Puerto Rican supermarket chain

Coop or Supermercados Fam Coop is a Puerto Rican supermarket chain. It has been operating since the 1960s.

==History==
During the 1970s. Supermercados COOP in Puerto Rico had a similar logo to that used by other COOP supermarkets around the world (two green trees inside a circle). There were locations at key Puerto Rican cities, including one at Santa Juanita, Bayamón, Plaza del Carmen Mall in Caguas, among others.

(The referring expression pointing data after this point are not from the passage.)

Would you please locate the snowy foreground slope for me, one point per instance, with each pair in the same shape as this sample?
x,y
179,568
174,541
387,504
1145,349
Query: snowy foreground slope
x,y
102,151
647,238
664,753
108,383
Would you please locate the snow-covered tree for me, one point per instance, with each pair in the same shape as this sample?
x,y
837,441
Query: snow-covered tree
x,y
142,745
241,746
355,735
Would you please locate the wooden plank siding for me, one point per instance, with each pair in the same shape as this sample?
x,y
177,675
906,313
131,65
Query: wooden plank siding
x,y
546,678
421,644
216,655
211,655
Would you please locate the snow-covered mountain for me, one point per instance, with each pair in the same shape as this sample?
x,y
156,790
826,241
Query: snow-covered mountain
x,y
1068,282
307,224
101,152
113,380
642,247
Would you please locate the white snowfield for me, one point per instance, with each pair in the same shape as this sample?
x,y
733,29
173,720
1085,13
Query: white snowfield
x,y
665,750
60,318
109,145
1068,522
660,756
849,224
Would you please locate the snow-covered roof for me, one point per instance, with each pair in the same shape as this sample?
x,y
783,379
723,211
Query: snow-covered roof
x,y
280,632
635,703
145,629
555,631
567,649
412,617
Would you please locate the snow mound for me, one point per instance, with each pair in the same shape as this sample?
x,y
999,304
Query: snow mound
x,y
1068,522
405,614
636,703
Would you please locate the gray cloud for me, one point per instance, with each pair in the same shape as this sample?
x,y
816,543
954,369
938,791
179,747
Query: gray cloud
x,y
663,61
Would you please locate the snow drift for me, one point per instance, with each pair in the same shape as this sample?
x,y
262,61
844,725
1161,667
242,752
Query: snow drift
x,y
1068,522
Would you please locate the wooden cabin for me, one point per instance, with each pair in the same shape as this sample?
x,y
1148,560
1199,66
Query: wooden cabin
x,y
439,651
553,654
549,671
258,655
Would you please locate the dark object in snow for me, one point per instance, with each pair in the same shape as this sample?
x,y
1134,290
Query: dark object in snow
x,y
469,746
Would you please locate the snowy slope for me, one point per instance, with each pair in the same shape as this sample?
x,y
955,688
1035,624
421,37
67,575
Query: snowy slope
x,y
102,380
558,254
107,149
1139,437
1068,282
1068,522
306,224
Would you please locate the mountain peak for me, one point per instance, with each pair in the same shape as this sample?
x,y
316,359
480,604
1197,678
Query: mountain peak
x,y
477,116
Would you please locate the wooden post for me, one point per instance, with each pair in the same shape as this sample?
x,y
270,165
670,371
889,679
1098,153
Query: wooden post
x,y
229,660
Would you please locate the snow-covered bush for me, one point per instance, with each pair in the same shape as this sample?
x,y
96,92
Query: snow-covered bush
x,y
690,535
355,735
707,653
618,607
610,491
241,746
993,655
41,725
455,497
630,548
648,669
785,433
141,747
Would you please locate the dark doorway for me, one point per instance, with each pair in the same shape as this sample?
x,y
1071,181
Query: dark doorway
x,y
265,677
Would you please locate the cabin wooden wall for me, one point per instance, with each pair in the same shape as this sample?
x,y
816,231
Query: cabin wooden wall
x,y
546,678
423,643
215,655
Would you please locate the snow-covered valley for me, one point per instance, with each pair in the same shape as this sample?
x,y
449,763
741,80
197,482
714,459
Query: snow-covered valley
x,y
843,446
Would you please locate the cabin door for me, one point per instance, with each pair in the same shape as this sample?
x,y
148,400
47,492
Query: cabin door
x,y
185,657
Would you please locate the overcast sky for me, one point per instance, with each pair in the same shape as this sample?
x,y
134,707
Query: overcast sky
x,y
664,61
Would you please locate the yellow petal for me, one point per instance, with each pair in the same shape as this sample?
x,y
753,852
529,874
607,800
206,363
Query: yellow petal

Subsequent years saw the demise of Grand Union, a chain with a large presence on the Puerto Rican market after being acquired in 1982 by Supermercados Amigo; later on, Supermercados COOP was acquired by Supermercados Amigo in 1983 and the increased competition caused Supermercados Amigo to close Supermercados COOP during the late 1980s. This allowed Supermercados Amigo, a nominally large supermarket chain until then, to expand across the country and rapidly become one of the major players in the Puerto Rican supermarket industry.

==Brand return==
During 2002, a new kind of supermarkets, named Fam-Coop, started opening across the tiny country. There are a number of them in places such as Bayamon, (Fam-Coop La Milagrosa, opened in 2010) Rincon, San Juan (also named Fam-Coop La Milagrosa-as there are two La Milagrosa neighborhoods in Puerto Rico, one in Bayamon and another in San Juan-and it also opened in 2010) Isabela, Arecibo, (Mi Familia Fam Coop) and other towns.